What measures do we have for infected sites?

  • reactive (incident response), when something bad has always happened – pain mitigation
  • proactive, before anything happens (analysis and monitoring) – risk mitigation

In this case: incident response. Identifying an attack quickly, minimising effects, containing damage… We’ll see how Nestor discovered what hat happened and what he did.

WordPress install in which we can see a few weirdly named folders and a file zzkwjuce.zip. Scenario: spammed site. SEO affected, removed Google Rank ?, rapid reinfection. Viagra ads on site. Then you get warnings on the site… not fun.

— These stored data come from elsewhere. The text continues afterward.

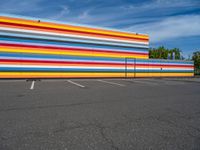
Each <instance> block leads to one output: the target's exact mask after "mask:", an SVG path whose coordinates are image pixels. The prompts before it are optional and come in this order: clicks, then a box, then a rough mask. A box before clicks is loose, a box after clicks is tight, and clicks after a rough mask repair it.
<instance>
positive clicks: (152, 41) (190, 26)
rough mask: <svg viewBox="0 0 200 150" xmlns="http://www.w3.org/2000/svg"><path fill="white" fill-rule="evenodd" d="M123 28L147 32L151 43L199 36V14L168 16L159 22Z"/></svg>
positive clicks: (147, 23)
mask: <svg viewBox="0 0 200 150" xmlns="http://www.w3.org/2000/svg"><path fill="white" fill-rule="evenodd" d="M124 29H125V30H128V31H137V32H141V33H147V34H149V35H150V39H151V42H153V43H155V42H158V41H163V40H168V39H172V38H179V37H188V36H200V15H184V16H175V17H168V18H165V19H163V20H162V21H159V22H153V23H147V24H141V25H133V26H130V27H128V28H124Z"/></svg>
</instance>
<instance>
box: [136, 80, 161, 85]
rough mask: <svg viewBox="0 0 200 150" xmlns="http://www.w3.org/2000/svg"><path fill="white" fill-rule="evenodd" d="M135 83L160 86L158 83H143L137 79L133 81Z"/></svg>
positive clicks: (143, 82)
mask: <svg viewBox="0 0 200 150" xmlns="http://www.w3.org/2000/svg"><path fill="white" fill-rule="evenodd" d="M132 81H133V82H136V83H142V84H149V85H158V84H157V83H155V82H146V81H145V82H144V81H141V80H136V79H134V80H132Z"/></svg>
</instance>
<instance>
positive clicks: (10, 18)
mask: <svg viewBox="0 0 200 150" xmlns="http://www.w3.org/2000/svg"><path fill="white" fill-rule="evenodd" d="M0 21H1V22H7V23H18V24H24V25H34V26H39V27H50V28H57V29H67V30H72V31H80V32H90V33H98V34H107V35H111V36H112V35H114V36H124V37H130V38H142V39H149V37H148V36H147V35H142V34H140V35H136V34H134V33H127V32H120V31H112V30H104V29H96V28H89V27H80V26H73V25H64V24H56V23H48V22H39V23H38V22H37V20H36V21H33V20H25V19H16V18H10V17H0Z"/></svg>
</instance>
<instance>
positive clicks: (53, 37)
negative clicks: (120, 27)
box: [0, 31, 148, 48]
mask: <svg viewBox="0 0 200 150" xmlns="http://www.w3.org/2000/svg"><path fill="white" fill-rule="evenodd" d="M9 32H11V31H1V32H0V35H5V36H12V37H22V38H34V39H44V40H55V41H56V40H57V41H59V40H60V41H66V42H70V41H72V42H77V43H93V44H99V45H114V46H125V47H133V48H137V47H138V48H139V47H141V48H148V45H145V44H137V43H136V44H132V43H123V41H122V42H113V41H106V40H97V39H86V38H85V39H83V38H78V37H64V36H62V35H60V36H57V35H42V34H41V35H40V34H39V33H38V34H36V33H35V34H33V33H9Z"/></svg>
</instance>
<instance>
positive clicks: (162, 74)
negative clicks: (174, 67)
mask: <svg viewBox="0 0 200 150" xmlns="http://www.w3.org/2000/svg"><path fill="white" fill-rule="evenodd" d="M184 76H187V77H192V76H194V73H148V72H147V73H135V74H134V73H127V77H184Z"/></svg>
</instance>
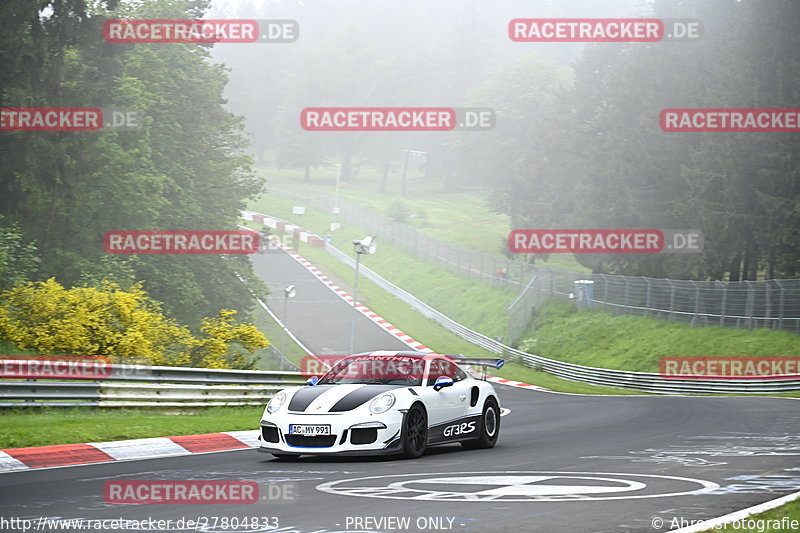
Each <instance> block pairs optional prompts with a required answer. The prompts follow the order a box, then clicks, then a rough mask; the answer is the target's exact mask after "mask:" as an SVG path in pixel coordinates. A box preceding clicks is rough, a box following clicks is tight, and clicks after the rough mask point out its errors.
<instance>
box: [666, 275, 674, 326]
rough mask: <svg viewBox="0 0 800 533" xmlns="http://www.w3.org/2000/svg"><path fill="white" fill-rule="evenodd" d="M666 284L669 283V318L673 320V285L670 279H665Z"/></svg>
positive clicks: (673, 321)
mask: <svg viewBox="0 0 800 533" xmlns="http://www.w3.org/2000/svg"><path fill="white" fill-rule="evenodd" d="M667 285H669V319H670V321H673V322H674V320H673V316H674V311H675V286H674V285H673V284H672V282H671V281H670V280H667Z"/></svg>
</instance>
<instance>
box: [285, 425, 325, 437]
mask: <svg viewBox="0 0 800 533" xmlns="http://www.w3.org/2000/svg"><path fill="white" fill-rule="evenodd" d="M289 434H290V435H305V436H307V437H315V436H317V435H330V434H331V426H330V424H322V425H316V426H315V425H311V424H289Z"/></svg>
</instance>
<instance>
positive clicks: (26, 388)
mask: <svg viewBox="0 0 800 533" xmlns="http://www.w3.org/2000/svg"><path fill="white" fill-rule="evenodd" d="M110 367H111V372H110V375H108V376H104V377H103V379H102V380H94V381H92V380H84V381H52V380H43V379H36V380H31V379H29V380H27V381H20V380H17V381H14V380H0V407H27V406H36V407H74V406H90V407H139V406H156V407H212V406H241V405H264V404H266V402H267V401H268V400H269V399H270V398H271V397H272V394H273V393H274V392H276V391H278V390H279V389H282V388H284V387H287V386H291V385H305V381H304V380H303V379H301V373H300V372H275V371H261V370H225V369H211V368H187V367H166V366H143V365H117V364H115V365H110Z"/></svg>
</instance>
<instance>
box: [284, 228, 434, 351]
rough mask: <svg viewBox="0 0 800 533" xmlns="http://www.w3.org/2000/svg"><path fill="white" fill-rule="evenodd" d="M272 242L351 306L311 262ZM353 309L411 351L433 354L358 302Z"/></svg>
mask: <svg viewBox="0 0 800 533" xmlns="http://www.w3.org/2000/svg"><path fill="white" fill-rule="evenodd" d="M273 242H274V243H275V244H276V245H277V246H279V247H280V248H281V249H282V250H283V251H285V252H286V253H287V254H289V256H290V257H291V258H292V259H294V260H295V261H297V262H298V263H300V264H301V265H303V266H304V267H305V268H306V270H308V271H309V272H311V273H312V274H313V275H314V276H315V277H316V278H317V279H319V280H320V281H321V282H322V283H324V284H325V285H326V286H327V287H328V288H329V289H330V290H332V291H333V292H334V294H336V295H337V296H339V297H340V298H341V299H342V300H344V301H345V302H347V303H348V304H350V305H351V306H352V305H353V301H354V298H353V297H352V296H350V295H349V294H348V293H347V291H345V290H344V289H342V288H341V287H339V286H338V285H337V284H335V283H334V282H333V281H331V279H330V278H329V277H328V276H326V275H325V274H323V273H322V272H321V271H320V270H319V269H318V268H317V267H315V266H314V265H313V264H311V262H310V261H308V259H306V258H305V257H303V256H302V255H300V254H298V253H297V252H295V251H294V250H293V249H292V248H290V247H288V246H286V245H285V244H283V243H282V242H280V240H278V239H276V238H274V237H273ZM355 307H356V310H357V311H359V312H360V313H361V314H362V315H364V316H365V317H367V318H369V319H370V320H371V321H373V322H374V323H375V324H377V325H378V326H380V327H381V328H383V329H384V330H385V331H387V332H388V333H391V334H392V335H393V336H395V337H397V338H398V339H399V340H400V341H402V342H403V343H405V344H406V345H408V346H409V347H410V348H412V349H413V350H416V351H418V352H426V353H433V350H431V349H430V348H428V347H427V346H425V345H424V344H422V343H420V342H417V341H415V340H414V339H413V338H412V337H411V336H410V335H408V334H407V333H405V332H403V331H401V330H400V329H398V328H397V327H396V326H393V325H392V324H391V323H389V322H388V321H386V320H384V319H383V318H381V316H380V315H378V314H377V313H375V312H374V311H372V310H371V309H370V308H368V307H367V306H366V305H364V304H362V303H359V302H356V306H355Z"/></svg>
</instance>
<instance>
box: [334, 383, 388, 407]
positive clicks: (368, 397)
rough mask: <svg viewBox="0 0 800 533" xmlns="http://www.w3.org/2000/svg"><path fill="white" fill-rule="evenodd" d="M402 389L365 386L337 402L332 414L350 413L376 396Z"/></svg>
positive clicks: (374, 385) (377, 386)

  • no WAF (web application firewall) for this website
  • tools cleaned spam and malware in plugins and root folder
  • probable vector of infection, outdated plugin (no forensic analysis at this point)
  • integrity analysis shows some core files are modified! (md5 hashes of WP core files/folders) – using WP API

=> index.php, contains an @include to a weird favicon somewhere in a theme. Uses “$ php -a” and unphp. It’s base64 code. base64decode.org Runtime semphore.

Actually the real backdoor was in the comments of the PHP code.

ctrlq.org/beautifier can be useful to make things readable. Sitecheck.sucuri.net (slide with various useful tools).


The favicon was in fact a backdoor to connect to a remote server => turning the website into a bot node. 0day ability. Different options included (spam e.g.), tracking of infected sites, bot net dashboard…

Main question: how does reinfection happen? via a cron job in a user directory (wget), get a file from a malicious domain, make it executable, run the sh script, and there we go.

Final advice: install proactive measures!

  • reduce admins, plugins, and themes (least privilege rule)
  • use password manager, change regularly
  • have backups and validate them!
  • do your updates (remember: patches come after exploits)
  • monitor your site (wpscan.com & file integrity scanner)
  • install a WAF (web application firewall)

Invest in hosting AND security.

WAF: can be external or internal. Wordfence has a WAF. Analyses traffic. Internal can use up ressources. With an external one, the traffic has to pass through it. Sounds like the Star Trek transporter decontamination.